‘Ezemvelo must make money’

2010-11-18 00:00

EZEMVELO KZN Wildlife was given a stern warning by the provincial finance committee to get its act together and start generating money.

This was after it had failed to respond in writing to a committee resolution asking how the conservation body plans to become more financially self-sustainable.

During last year’s mid-term review, the committee heard of buildings in wildlife parks that were in a state of disrepair, poor collection of gate fees and broken-down vehicles.

Finance committee chairperson Belinda Scott said that with the pressures for funds for health and education, there will be less money for conservation.

As it is, she added, Ezemvelo gets the highest amount of government funding compared to other conservation bodies in the rest of the country.

Scott acknowledged that Ezemvelo CEO Dr Bandile Mkhize was not at the helm when the resolution was passed, but he had been appointed from the Kruger National Park and she hoped that his knowledge gained through national conservation would make a difference in the province.

Jo-Ann Downs of the African Christian Democratic Party said, “We love our country’s wildlife, but the realities are that unless we become sustainable, it is going to all disappear. You absolutely have to generate your own income.”

Scott said she would get agriculture portfolio committee member Henry Combrinck to speak to Mkhize. “He will lecture you for hours on revenue from hunting. Instead of culling, you can open up to hunters.
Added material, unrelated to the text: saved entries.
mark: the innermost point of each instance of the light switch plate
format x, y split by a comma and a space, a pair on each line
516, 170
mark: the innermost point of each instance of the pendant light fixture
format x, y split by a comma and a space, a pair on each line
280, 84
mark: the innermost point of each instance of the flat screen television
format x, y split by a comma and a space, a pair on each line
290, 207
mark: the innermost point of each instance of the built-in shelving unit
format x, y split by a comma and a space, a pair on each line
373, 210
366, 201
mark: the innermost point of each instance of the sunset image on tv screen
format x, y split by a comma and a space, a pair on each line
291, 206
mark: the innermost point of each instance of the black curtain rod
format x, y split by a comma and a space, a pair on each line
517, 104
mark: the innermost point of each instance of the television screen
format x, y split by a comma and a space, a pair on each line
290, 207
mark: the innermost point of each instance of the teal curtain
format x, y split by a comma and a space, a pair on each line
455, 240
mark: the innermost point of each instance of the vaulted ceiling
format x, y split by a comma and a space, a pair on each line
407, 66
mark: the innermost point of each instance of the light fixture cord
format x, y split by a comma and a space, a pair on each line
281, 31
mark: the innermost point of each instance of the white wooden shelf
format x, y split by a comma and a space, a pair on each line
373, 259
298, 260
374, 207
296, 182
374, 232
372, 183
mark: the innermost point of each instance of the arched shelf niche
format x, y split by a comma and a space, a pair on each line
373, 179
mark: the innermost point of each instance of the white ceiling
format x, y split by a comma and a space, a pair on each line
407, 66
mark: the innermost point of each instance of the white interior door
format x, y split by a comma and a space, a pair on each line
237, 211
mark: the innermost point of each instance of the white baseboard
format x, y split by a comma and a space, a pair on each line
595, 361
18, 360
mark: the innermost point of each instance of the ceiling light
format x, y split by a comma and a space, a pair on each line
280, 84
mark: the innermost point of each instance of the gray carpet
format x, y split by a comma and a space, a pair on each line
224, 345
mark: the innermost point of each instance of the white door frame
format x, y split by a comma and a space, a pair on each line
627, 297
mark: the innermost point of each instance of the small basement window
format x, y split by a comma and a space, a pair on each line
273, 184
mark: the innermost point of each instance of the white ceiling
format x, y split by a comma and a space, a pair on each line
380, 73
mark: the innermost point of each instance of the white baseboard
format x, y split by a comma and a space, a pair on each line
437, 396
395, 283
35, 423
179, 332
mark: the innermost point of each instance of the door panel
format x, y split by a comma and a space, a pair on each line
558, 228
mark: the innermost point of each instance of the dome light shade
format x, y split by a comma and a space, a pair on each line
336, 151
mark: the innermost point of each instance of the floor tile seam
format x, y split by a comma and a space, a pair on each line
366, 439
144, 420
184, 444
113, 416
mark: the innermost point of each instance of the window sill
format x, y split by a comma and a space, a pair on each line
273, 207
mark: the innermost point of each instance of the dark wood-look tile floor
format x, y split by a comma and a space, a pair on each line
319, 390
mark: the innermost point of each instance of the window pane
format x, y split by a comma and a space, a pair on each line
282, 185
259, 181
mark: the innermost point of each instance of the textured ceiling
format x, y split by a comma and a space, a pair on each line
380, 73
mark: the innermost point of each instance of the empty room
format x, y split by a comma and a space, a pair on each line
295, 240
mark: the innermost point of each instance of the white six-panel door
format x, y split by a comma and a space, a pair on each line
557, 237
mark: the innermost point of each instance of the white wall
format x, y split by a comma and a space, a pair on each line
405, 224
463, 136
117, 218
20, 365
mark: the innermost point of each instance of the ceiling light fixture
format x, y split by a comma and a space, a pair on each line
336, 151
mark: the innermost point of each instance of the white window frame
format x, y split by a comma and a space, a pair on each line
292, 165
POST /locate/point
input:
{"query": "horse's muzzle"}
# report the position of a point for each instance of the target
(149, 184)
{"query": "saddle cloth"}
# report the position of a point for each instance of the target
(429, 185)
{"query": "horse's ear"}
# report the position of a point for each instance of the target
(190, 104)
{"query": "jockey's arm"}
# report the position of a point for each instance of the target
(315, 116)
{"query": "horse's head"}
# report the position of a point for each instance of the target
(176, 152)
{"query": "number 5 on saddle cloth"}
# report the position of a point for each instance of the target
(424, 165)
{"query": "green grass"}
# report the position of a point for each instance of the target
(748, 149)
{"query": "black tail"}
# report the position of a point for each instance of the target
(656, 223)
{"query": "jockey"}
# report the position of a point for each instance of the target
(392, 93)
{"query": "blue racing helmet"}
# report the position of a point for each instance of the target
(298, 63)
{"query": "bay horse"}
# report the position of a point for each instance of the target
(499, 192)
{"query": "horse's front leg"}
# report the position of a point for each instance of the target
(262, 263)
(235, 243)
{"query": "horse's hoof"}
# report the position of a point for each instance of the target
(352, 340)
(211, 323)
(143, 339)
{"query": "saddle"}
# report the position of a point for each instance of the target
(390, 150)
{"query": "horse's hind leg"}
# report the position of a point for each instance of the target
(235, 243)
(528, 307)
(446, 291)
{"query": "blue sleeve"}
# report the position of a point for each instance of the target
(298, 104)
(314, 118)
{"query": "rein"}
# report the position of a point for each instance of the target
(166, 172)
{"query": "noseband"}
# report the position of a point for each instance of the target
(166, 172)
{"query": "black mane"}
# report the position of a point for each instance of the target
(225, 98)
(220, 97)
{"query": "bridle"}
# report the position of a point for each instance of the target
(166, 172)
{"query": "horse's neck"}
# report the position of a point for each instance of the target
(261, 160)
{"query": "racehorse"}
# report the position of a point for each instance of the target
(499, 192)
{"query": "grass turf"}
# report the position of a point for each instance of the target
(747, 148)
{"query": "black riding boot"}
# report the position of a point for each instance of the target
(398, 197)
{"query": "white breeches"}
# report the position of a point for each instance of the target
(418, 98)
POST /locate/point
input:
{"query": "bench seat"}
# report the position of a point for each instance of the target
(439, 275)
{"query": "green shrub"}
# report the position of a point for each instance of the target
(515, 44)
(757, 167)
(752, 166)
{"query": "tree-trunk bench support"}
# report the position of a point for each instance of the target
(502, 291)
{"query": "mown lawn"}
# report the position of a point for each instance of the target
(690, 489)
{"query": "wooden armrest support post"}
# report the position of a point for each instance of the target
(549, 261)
I know because I’ve had to listen to him,” she added.

The finance chairperson said the committee is not expecting miracles overnight, but it needs to see some improvements, otherwise the situation will get so bad that it will become unaffordable to put right.

Mkhize said Ezemvelo has made a start in becoming sustainable.

It has appointed a business improvement manager and has a plan to lessen the reliance on government money.

The finance committee also learnt that R1 million was spent on rhino poaching intelligence and R8,6 million was set aside to replace vehicles.

A further R7 million went on building and refurbishments — the first time that such a big budget has been allocated to buildings.